Complete step by step solution:
The given equations form a non-homogeneous system of linear equations in two variables.
To solve this system of linear equations, we will adopt the graphical method.
We will find two points on each line and draw their graphs using these points. Then, we will check if the lines meet at any point. If they do, then the system of equations is consistent and has a unique solution.
The given non-homogeneous system of linear equations is:
\[x + 2y = 5\]………………………………….\[\left( 1 \right)\]
\[y = - 2x - 2\]……………………………….\[\left( 2 \right)\]
Now we will consider the equation \[\left( 1 \right)\].
Substituting \[y = 0\] in equation \[\left( 1 \right)\], we get
\[\begin{array}{l}x + 2\left( 0 \right) = 5\\ \Rightarrow x = 5\end{array}\]
So, we get one point as \[A(5,0)\].
Now, substituting \[y = 1\] in equation \[\left( 1 \right)\], we get
\[\begin{array}{l}x + 2\left( 1 \right) = 5\\ \Rightarrow x + 2 = 5\end{array}\]
Subtracting 2 from both sides, we get
\[ \Rightarrow x = 5 - 2 = 3\]
 Here, we get \[x = 3\]. Therefore, the next point is \[B(3,1)\].
Now we will consider the equation \[\left( 2 \right)\].
Substituting \[y = 0\] in equation \[\left( 2 \right)\], we get
\[\begin{array}{l}\left( 0 \right) = - 2x - 2\\ \Rightarrow - 2x = 2\end{array}\]

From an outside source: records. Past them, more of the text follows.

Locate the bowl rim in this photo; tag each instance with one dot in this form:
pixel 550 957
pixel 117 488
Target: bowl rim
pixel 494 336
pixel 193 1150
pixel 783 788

Dividing both sides by \[ - 2\], we get
\[ \Rightarrow x = - \dfrac{2}{2} = - 1\]
Here, we get \[x = - 1\]. So, we get the point as \[C( - 1,0)\].
Substituting \[y = 2\] in equation \[\left( 2 \right)\], we get
\[\begin{array}{l}2 = - 2x - 2\\ \Rightarrow - 2x = 4\end{array}\]
Dividing both sides by \[ - 2\], we get
\[ \Rightarrow x = - \dfrac{4}{2} = - 2\]
As \[x = - 2\], so the next point is \[D( - 2,2)\].
Let us plot the points \[A(5,0)\], \[B(3,1)\], \[C( - 1,0)\], and \[D( - 2,2)\] on the graph.

From the above graph, we observe that the lines meet at the point \[E( - 3,4)\]. Therefore, the solution of the system of linear equations is \[x = - 3,y = 4\].

Note:
We can also solve the above problem by the substitution method.
From equation \[\left( 1 \right)\], we have \[x + 2y = 5\]. Let us take \[2y\] to the RHS. We get
\[x = 5 - 2y\]………………………\[\left( 3 \right)\]
Let us substitute this equation in equation \[\left( 2 \right)\]. We get
\[y = - 2(5 - 2y) - 2\]
Multiplying \[ - 2\] with \[5 - 2y\], we get
\[ \Rightarrow y = - 10 + 4y - 2\]
Rearranging like terms on either side of the equation, we have
\[\begin{array}{l} \Rightarrow 4y - y = 10 + 2\\ \Rightarrow 3y = 12\end{array}\]
Dividing both sides by 3, we get
\[ \Rightarrow y = 4\]
Substituting \[y = 4\] in equation \[\left( 3 \right)\], we have
\[x = 5 - 2(4) = - 3\]
Therefore, the solution of the given equations is \[x = - 3,y = 4\].